最終話
「どうしちゃったのよお、あい」
後ろの席の結が私に話しかけてきた。
「え、なんか。普通に知ってたから。」
「え、今まで私フランスにいたはずだけど、教室に戻ってきてる……。ナニコレ?」
「何言ってんのよ、あいはずっと机に突っ伏して寝てたわよ。」
「ちがう、私はね、目が覚めたらフランスにいて、ルイさんやロべスと一緒にいて、今さっき、ルイさんが、ルイさんが……」
「どうしたの?」
あいの友達の結は、心配そうに彼女を見つめた。
「ギロチンで、死んじゃった……」
「んん、まあ、私にはよくわかんないけど、とにかく元気出して。ほら、飴あげるから。」あいは飴を「ありがと、」といって受け取った。
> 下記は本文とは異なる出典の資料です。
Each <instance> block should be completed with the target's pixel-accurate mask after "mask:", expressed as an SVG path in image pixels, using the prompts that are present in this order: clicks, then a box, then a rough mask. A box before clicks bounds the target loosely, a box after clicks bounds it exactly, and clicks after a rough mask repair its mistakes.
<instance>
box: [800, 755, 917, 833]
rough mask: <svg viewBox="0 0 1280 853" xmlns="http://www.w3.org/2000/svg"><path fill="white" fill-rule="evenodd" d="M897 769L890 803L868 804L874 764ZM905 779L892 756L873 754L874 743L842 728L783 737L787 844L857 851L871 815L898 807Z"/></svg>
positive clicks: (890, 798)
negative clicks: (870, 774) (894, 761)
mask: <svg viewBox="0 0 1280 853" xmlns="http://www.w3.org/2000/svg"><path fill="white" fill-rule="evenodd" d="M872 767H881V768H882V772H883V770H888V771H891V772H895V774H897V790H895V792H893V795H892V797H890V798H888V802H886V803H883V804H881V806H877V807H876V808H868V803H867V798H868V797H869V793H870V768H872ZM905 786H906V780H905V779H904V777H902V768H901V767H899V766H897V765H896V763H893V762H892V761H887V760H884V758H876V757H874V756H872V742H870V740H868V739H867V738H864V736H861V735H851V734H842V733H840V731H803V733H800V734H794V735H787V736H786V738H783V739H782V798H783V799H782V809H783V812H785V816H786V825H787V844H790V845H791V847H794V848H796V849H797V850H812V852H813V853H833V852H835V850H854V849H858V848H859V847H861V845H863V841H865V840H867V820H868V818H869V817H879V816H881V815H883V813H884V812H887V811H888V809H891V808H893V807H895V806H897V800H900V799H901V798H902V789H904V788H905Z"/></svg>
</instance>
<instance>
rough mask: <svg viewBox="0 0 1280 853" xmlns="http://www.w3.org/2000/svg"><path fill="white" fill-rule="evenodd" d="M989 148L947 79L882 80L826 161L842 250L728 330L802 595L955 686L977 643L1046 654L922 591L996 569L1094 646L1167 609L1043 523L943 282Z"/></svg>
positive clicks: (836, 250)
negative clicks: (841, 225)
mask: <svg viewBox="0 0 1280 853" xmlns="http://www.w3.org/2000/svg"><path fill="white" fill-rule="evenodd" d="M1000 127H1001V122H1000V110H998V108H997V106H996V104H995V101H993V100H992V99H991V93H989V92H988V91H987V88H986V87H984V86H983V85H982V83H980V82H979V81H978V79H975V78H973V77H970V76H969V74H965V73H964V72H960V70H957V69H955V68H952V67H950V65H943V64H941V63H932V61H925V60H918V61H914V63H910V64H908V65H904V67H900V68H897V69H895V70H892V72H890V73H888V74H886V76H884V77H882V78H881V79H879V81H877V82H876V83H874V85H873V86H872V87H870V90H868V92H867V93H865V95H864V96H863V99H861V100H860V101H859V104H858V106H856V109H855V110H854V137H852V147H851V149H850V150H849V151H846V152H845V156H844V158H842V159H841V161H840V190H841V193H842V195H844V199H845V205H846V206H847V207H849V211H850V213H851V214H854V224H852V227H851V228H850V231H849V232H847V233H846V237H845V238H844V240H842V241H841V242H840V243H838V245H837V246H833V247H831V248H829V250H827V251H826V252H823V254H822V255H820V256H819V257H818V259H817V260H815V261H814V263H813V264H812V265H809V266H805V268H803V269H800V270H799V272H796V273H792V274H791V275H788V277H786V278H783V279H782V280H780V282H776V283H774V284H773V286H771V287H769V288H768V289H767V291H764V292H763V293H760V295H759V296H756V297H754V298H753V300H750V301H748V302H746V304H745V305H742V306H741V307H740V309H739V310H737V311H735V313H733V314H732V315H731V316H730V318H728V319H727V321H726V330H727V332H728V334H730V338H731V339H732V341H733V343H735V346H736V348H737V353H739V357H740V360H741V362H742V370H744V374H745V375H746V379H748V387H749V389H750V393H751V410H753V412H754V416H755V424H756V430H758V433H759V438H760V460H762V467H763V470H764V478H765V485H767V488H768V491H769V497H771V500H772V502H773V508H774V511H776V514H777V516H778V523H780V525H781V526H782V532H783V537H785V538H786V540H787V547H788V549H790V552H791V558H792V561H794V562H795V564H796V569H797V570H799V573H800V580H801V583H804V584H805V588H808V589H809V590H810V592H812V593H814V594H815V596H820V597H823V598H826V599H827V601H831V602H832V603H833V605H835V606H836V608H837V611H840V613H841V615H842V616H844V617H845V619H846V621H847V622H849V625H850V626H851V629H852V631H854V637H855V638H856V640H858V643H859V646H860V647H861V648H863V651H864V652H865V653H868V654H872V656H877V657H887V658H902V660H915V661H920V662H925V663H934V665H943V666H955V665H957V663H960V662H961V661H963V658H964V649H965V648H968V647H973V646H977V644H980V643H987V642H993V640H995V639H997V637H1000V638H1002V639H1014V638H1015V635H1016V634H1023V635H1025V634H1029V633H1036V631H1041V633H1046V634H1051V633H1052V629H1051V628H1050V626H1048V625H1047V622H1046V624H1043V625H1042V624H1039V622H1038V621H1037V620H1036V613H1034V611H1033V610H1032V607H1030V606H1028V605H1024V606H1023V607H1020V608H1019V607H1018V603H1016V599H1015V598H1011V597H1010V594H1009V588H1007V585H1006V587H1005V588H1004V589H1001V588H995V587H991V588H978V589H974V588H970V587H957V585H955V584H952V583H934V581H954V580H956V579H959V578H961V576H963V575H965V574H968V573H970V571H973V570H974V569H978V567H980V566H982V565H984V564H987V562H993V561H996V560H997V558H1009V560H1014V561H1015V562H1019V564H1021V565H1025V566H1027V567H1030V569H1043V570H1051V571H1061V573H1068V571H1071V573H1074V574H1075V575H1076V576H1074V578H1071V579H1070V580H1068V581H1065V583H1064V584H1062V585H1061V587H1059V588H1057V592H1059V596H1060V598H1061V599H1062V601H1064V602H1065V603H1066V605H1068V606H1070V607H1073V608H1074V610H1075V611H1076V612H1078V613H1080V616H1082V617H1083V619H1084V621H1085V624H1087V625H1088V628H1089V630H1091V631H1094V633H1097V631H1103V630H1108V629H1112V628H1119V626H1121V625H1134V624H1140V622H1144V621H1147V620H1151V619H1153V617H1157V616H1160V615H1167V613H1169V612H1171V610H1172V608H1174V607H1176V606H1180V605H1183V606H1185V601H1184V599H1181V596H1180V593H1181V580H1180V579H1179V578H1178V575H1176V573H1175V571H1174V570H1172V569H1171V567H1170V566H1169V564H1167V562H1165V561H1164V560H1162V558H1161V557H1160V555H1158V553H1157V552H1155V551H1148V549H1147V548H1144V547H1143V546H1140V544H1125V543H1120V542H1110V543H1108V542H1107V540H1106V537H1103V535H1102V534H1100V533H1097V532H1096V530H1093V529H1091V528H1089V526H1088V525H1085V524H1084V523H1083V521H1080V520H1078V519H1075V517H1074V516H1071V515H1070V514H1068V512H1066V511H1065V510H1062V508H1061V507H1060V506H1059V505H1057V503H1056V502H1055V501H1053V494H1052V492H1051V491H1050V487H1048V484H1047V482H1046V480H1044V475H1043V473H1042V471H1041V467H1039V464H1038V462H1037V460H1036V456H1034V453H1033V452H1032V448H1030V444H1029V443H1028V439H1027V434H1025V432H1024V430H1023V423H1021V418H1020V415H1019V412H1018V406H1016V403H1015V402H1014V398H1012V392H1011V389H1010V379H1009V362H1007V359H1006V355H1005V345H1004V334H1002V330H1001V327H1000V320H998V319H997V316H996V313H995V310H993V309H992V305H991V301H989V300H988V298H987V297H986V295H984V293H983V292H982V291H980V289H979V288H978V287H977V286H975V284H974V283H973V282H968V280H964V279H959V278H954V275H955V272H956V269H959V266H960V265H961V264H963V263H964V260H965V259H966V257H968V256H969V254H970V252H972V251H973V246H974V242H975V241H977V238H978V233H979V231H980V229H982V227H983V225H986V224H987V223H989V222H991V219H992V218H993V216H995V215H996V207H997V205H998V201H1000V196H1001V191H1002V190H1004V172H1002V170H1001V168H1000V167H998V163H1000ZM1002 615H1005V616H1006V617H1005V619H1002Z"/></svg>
ルイさん、家族を大事にしてたんだと思う。ルイさん、国を大事にしてたと思う。つまり、ルイさんにとってどちらも大事だった。
ああ、そういうことか。
ロべスは死ななければならないと言っていた意味が、閃いた。
ルイさんは愛していたんだ。ルイさんと愛。なんだかとってもお似合い。
フランスを守り、家族を、マリーさんを守るためには、あの状況では、ルイさんが死ぬしかなかった。
なんて残酷なんだろう。ロべスの理想は、ルイさんを殺してまで手に入れたいものだったのかな。
理想って、難しいね。愛することって、難しいね。でも、愛を貫いたルイさんって、なんだか素敵だね。でも理想を貫いたロベスだって素敵。私はにっこりと微笑む。
「あいさん!ゆいさん!私語は謹んで、ちゃんと授業を聞きなさい!」
しっかりしろよ~、とクラスメイトの笑い声が、教室に響き渡った。